Nach den Operationen gegen Frauenstrukturen in Êlih (tr. Batman) am Dienstag und Mittwoch schlug die Polizei am Freitagfrüh in Istanbul und zehn anderen Provinzen des Landes zu, darunter in Edirne, Izmir, Mêrdîn (Mardin) und Çewlîg (Bingöl). In der Bosporus-Metropole wurde der Hauptsitz des HDK (Demokratischer Kongress der Völker) gestürmt: Türen wurden aufgebrochen, mehrere Computer und digitale Speichermedien sowie diverses anderes Material beschlagnahmt – darunter persönliche Gegenstände der früheren HDP-Vorsitzenden Figen Yüksekdağ, die seit 2016 in politischer Geiselhaft sitzt. Mindestens 42 Personen sind im Rahmen des von der Generalstaatsanwaltschaft Tekirdağ geführten Ermittlungsverfahrens zur Fahndung ausgeschrieben, einige sind bereits in Polizeihaft.

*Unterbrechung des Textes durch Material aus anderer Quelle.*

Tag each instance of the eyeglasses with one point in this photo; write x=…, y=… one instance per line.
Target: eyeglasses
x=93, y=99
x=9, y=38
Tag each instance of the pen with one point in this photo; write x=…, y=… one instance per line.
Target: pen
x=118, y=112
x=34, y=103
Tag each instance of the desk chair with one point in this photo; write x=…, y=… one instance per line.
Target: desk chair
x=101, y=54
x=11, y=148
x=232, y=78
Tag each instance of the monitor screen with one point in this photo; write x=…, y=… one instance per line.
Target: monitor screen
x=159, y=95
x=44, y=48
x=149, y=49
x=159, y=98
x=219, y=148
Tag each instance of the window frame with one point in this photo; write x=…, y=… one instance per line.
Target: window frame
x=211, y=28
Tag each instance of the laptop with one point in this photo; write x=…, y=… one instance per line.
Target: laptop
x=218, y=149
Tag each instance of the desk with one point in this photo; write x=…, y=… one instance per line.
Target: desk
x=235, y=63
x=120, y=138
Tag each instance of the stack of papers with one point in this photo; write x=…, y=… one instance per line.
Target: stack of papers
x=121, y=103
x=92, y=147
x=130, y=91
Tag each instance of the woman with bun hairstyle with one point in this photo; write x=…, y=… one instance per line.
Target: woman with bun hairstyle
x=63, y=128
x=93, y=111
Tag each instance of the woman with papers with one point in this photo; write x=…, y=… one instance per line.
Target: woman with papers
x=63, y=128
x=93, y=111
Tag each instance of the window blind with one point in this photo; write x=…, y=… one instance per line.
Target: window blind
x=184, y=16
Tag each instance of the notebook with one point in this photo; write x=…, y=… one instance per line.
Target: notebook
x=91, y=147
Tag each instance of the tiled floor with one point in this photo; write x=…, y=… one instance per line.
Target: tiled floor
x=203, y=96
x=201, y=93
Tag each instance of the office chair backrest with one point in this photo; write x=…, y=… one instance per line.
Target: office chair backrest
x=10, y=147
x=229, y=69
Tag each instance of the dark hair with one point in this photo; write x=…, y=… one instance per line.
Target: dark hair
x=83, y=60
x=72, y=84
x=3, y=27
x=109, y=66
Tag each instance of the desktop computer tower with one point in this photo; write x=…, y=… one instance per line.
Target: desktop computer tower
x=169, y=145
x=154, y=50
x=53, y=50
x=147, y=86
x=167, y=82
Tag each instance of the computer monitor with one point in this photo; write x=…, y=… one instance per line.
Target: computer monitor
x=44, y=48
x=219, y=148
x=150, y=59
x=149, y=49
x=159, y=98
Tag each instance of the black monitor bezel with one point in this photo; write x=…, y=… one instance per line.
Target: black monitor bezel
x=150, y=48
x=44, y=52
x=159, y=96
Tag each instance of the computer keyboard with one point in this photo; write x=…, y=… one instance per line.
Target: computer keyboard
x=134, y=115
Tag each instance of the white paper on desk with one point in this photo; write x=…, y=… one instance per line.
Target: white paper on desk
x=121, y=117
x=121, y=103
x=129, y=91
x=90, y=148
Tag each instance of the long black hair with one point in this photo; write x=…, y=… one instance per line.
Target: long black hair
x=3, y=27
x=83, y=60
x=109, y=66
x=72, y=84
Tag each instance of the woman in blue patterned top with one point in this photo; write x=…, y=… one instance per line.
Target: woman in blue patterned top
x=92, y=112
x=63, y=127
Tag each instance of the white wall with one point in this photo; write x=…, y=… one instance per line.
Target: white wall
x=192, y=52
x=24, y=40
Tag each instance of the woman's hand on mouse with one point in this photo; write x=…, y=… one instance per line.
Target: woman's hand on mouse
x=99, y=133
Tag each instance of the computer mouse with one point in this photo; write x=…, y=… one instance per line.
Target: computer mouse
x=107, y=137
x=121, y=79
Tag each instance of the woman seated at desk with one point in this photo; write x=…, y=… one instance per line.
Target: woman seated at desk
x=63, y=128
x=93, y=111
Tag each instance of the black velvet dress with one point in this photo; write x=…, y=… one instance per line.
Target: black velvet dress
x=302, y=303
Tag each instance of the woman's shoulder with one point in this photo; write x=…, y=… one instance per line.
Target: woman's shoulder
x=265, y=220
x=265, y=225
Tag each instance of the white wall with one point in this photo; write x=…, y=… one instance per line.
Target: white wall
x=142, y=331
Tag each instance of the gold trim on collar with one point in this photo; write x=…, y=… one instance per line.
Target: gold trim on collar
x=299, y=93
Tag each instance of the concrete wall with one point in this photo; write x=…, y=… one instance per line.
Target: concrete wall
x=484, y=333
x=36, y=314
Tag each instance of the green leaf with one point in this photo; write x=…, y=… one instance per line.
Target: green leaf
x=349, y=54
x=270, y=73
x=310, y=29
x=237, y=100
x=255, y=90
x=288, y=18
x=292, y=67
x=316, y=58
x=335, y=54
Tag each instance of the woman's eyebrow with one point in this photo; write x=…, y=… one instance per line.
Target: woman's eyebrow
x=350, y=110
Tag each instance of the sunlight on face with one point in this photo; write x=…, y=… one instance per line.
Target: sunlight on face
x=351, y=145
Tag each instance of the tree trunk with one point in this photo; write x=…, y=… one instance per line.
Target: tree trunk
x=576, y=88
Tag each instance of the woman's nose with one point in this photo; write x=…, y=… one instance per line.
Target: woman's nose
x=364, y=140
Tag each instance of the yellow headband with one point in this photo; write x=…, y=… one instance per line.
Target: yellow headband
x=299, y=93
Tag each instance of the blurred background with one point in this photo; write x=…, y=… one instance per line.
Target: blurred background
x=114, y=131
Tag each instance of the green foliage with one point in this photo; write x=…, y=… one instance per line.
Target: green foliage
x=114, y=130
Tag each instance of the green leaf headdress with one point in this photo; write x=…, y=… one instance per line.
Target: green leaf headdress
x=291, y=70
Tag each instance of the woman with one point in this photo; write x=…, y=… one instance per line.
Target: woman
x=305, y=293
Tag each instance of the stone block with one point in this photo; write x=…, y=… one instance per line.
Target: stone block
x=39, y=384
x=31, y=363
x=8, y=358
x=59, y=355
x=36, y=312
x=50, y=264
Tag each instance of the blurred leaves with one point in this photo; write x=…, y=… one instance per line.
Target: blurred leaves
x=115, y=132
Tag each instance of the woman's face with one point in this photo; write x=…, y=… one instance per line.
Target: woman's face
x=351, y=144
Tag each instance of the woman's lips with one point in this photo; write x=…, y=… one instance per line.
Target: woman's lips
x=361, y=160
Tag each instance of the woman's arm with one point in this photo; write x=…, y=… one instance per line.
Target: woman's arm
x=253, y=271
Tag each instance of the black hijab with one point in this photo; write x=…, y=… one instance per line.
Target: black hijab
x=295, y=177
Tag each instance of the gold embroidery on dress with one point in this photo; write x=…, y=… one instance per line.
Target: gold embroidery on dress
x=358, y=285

Hintergrund des Vorgehens gegen den HDK und damit das Organisierungsgremium hunderter Gruppen und politisch Handelnden, aus dem die HDP 2012 hervorgegangen ist, sind sogenannte Terrorvorwürfe. Die Staatsanwaltschaft Tekirdağ wirft den Beschuldigten vor, „im Sinne der Ziele der PKK“ zu handeln. Der HDK sei zur „Verwirklichung der demokratischen Autonomie“ als ein parlamentsähnliches Gebilde aufgebaut worden, um als „Alternative“ zur türkischen Nationalversammlung zu agieren. Diese Struktur sei „inhaltlich und organisatorisch eindeutig identisch“ mit dem Paradigma der KCK (Gemeinschaft der Gesellschaften Kurdistans), dem Dachverband der kurdischen Befreiungsbewegung, dem auch die Arbeiterpartei Kurdistans (PKK) angehört. In Berichten der regierungsnahen türkischen Presse ist von einer „Operation gegen die West-Struktur der KCK“ die Rede.

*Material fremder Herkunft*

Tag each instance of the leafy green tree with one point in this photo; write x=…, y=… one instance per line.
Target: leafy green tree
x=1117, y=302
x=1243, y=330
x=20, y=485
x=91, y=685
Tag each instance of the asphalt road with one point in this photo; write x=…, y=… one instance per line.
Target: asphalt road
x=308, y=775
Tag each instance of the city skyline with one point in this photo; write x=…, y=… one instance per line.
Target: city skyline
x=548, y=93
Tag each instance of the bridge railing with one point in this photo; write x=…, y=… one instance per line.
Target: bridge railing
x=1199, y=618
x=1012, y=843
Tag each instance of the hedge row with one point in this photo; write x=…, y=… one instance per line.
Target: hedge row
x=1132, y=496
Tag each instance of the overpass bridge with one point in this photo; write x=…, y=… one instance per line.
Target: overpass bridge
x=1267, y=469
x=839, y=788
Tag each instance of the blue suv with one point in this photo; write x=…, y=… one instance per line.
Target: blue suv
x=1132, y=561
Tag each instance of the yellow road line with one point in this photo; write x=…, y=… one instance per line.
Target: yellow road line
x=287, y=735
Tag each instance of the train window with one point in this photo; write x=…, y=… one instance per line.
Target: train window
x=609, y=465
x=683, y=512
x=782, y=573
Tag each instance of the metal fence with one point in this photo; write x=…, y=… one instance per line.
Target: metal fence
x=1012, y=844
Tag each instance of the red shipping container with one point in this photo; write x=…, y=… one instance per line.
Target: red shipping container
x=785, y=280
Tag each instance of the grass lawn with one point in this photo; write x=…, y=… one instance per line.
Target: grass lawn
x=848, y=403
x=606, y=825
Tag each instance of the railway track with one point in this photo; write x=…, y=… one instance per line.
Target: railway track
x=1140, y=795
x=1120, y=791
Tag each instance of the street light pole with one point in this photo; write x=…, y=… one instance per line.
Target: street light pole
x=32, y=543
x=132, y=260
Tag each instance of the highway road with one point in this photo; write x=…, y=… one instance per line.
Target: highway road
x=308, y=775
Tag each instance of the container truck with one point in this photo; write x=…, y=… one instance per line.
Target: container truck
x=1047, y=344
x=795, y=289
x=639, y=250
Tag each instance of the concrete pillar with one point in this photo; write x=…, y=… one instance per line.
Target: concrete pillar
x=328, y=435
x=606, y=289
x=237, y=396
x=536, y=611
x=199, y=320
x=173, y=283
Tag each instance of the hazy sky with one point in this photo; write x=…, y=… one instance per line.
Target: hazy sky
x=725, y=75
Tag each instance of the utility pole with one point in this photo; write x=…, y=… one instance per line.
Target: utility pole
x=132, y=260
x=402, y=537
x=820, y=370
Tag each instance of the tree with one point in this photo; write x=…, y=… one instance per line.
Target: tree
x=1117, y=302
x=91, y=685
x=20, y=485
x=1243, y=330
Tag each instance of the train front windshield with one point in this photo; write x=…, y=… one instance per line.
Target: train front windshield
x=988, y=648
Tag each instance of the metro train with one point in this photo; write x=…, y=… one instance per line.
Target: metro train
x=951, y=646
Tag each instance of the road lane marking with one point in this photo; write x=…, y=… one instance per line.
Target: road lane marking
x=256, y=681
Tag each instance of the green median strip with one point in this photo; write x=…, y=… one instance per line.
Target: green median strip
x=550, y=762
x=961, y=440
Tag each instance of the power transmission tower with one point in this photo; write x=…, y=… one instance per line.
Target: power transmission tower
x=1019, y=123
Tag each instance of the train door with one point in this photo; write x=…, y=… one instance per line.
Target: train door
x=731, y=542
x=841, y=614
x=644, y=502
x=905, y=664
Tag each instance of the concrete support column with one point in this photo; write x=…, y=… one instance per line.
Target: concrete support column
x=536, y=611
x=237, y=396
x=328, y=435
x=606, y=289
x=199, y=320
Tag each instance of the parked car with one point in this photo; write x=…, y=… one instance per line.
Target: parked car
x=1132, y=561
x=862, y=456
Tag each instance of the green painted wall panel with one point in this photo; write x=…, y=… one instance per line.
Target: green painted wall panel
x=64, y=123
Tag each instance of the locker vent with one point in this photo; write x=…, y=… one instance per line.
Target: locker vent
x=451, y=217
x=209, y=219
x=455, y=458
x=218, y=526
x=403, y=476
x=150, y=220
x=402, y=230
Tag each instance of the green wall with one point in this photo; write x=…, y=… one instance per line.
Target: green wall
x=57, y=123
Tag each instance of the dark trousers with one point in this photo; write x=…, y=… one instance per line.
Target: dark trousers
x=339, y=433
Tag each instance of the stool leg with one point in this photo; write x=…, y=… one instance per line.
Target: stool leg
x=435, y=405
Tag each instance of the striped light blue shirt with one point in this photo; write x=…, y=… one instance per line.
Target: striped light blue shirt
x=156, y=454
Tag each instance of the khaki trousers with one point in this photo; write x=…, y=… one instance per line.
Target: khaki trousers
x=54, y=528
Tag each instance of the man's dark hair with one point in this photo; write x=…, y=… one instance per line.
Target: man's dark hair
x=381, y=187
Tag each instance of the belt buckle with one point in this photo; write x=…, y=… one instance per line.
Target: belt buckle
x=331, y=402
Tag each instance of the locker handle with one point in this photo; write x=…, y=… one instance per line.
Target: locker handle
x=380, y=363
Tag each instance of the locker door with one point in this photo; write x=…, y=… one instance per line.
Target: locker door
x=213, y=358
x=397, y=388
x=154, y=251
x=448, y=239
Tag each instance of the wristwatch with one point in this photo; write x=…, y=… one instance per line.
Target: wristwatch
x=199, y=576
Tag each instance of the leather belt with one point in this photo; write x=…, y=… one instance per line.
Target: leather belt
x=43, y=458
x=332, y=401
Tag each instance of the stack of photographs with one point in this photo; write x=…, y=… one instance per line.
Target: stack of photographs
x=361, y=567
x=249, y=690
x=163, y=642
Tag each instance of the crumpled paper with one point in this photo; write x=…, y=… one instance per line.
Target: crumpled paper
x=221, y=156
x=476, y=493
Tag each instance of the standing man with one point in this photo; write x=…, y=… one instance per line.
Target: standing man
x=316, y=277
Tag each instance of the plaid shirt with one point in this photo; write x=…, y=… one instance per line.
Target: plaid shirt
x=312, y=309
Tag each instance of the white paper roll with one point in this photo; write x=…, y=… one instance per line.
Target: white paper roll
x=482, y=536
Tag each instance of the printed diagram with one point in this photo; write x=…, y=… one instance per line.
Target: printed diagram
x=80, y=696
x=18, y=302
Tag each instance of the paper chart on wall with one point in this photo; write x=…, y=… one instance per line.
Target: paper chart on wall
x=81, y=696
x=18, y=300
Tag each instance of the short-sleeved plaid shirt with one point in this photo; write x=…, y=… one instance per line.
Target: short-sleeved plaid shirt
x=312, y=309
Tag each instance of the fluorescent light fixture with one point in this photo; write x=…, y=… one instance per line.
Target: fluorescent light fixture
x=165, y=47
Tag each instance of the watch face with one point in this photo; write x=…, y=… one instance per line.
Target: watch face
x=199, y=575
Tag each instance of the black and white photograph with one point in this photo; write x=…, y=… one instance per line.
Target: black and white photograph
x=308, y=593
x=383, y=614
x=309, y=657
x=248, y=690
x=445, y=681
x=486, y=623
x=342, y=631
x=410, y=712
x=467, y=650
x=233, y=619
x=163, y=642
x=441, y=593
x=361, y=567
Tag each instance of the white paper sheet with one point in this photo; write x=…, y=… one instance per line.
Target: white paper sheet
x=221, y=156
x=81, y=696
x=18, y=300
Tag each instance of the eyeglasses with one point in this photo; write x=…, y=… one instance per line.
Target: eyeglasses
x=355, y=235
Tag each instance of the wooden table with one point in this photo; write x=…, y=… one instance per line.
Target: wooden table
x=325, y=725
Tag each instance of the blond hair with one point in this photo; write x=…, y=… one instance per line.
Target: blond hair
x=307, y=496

Der Eingang zur HDK-Zentrale im Istanbuler Stadtteil Beyoğlu nach der überfallartigen Razzia

Parallel zur neuerlichen Repressionswelle gegen die HDP beziehungsweise den HDK wurde in Istanbul auch eine Festnahmeoperation gegen den Migrationsverein Göçiz-Der eingeleitet. In zahlreichen Kreisen der Provinz und vier anderen Städten wurden Wohnungen sowie der Istanbuler Hauptsitz gestürmt, 22 von insgesamt 28 Gesuchten befinden sich inzwischen in Gewahrsam. Auch hier wird bei der Begründung auf vermeintliche Verbindungen zur PKK verwiesen. Laut der Generalstaatsanwaltschaft Istanbul würde Göçiz-Der Fördermittel der Europäischen Union und der Vereinten Nationen für „PKK-Propaganda“ missbrauchen. „Systematisch“ hätte der Migrationsverein die Gelder aus dem Ausland für „Broschüren und Seminare“ verwendet, um im Einklang mit dem Geist der PKK zu handeln.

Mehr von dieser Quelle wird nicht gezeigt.